Glycyrrhiza glabra (G. glabra) also known as licorice and sweet wood, is native to the Mediterranean and certain areas of Asia. Historically, the dried rhizome and root of this plant were employed medicinally by the Egyptian, Chinese, Greek and Indian civilizations as an expectorant and carminative[3]. Licorice is known to have antibacterial, antiviral, antioxidant, antiinflammatory, anti-tussive, anti-ulcer, anticancer and hepatoprotective activities[4].

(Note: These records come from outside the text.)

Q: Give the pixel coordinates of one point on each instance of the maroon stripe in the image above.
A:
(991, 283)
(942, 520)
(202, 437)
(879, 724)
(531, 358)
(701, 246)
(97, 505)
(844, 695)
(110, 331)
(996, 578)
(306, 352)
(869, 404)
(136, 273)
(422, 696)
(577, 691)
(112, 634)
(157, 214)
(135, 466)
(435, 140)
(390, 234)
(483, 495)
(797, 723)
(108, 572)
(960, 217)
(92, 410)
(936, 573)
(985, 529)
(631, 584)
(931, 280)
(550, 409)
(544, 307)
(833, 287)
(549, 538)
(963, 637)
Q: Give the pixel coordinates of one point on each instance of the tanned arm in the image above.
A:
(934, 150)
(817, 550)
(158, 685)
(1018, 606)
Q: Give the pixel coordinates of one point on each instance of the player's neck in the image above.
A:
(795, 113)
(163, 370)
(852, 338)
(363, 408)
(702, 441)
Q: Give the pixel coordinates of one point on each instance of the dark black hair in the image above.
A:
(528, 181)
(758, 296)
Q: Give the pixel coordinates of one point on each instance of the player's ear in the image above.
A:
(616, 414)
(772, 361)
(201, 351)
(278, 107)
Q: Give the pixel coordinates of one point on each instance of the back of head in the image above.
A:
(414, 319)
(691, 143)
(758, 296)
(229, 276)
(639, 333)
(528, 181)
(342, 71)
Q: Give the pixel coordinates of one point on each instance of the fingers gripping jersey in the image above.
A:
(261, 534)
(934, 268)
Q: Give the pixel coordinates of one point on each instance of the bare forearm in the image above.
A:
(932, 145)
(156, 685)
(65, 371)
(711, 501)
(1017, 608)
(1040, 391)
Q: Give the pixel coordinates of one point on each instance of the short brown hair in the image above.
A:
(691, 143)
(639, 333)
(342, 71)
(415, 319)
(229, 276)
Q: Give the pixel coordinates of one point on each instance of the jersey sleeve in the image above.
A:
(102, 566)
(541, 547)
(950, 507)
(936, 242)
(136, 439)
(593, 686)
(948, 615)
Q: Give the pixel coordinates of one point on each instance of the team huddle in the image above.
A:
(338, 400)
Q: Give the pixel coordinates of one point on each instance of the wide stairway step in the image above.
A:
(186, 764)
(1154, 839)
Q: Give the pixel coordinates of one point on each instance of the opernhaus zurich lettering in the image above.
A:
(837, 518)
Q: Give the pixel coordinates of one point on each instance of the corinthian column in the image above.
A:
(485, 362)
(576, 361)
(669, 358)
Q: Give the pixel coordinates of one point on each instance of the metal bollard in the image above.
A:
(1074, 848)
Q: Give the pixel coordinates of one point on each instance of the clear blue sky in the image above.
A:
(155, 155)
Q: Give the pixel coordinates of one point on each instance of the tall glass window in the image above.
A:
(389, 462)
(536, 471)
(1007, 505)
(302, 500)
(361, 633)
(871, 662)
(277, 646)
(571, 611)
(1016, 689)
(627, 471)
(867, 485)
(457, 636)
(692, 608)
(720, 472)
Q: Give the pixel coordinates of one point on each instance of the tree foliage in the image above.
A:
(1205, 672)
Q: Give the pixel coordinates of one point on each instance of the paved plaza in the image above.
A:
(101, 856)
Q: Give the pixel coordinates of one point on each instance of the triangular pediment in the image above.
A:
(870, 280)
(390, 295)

NP has been described as “the worst of tortures which a nerve wound may experience”[5]. NP is prominently experienced as a complication of diabetes, herpes-zoster infection, Human Immunodeficiency Virus (HIV) infection and cancer[6]. The pathophysiology of NP is complex. Peripheral NP is divided into two types depending on its pathophysiology, spontaneous pain (stimulus-independent pain) and evoked pain (stimulus dependent pain)[7]. Stimulus dependent pain results due to over activity of nociceptors. These receptors get stimulated by various stimuli such as mechanical stimuli, thermal stimuli and chemical stimuli. Mechanosensitive nociceptors are activated by pressure and mechanical stress. Thermosensitive receptors are sensitive to heat above 43°-45°[8]. Inflammation within the nerve tends to release variety of endogenous and exogenous substances like prostaglandins, bradykinin, histamine, serotonin, Tumor Necrosis Factor-alpha (TNF-α) and nerve growth factor, which also stimulates nociceptors. Nerve injury also induces up regulation of receptors of TRP family, such as TRPV1[8]. Formation of Advanced Glycosylated End products (AGEs) is related to diabetic neuropathy. It is also been found that in diabetic neuropathy, AGEs and Receptors for AGE (RAGE) interactions induce oxidative stress, result in up regulation of Nuclear Factor-Kappa B (NFkB) and various NF-kB-mediated proinflammatory genes, inducing altered pain sensation[9]. Apart from sodium and alpha adrenoceptors, calcium channels are also shown to be involved in pathophysiology of NP. The aim of this paper is to evaluate phytoconstituents of licorice by network pharmacological techniques to predict their mechanism of action against NP.
Materials and Methods
The information regarding BAs of licorice, its TARs involved in NP, genes associated with NP were collected from various databases as follows.
BAs:
The list of BAs from licorice was obtained from Dr. Duke's Phytochemical and Ethno botanical databases[10]. (Version is 1.9.12.6-Beta_2019-02-06). This website provides information about different chemicals present in plant. The website also gives list of chemicals in different parts of plants and it also provides a comprehensive list of chemicals with their [11]. For the current study, list of BAs from roots and rhizomes of licorice was downloaded.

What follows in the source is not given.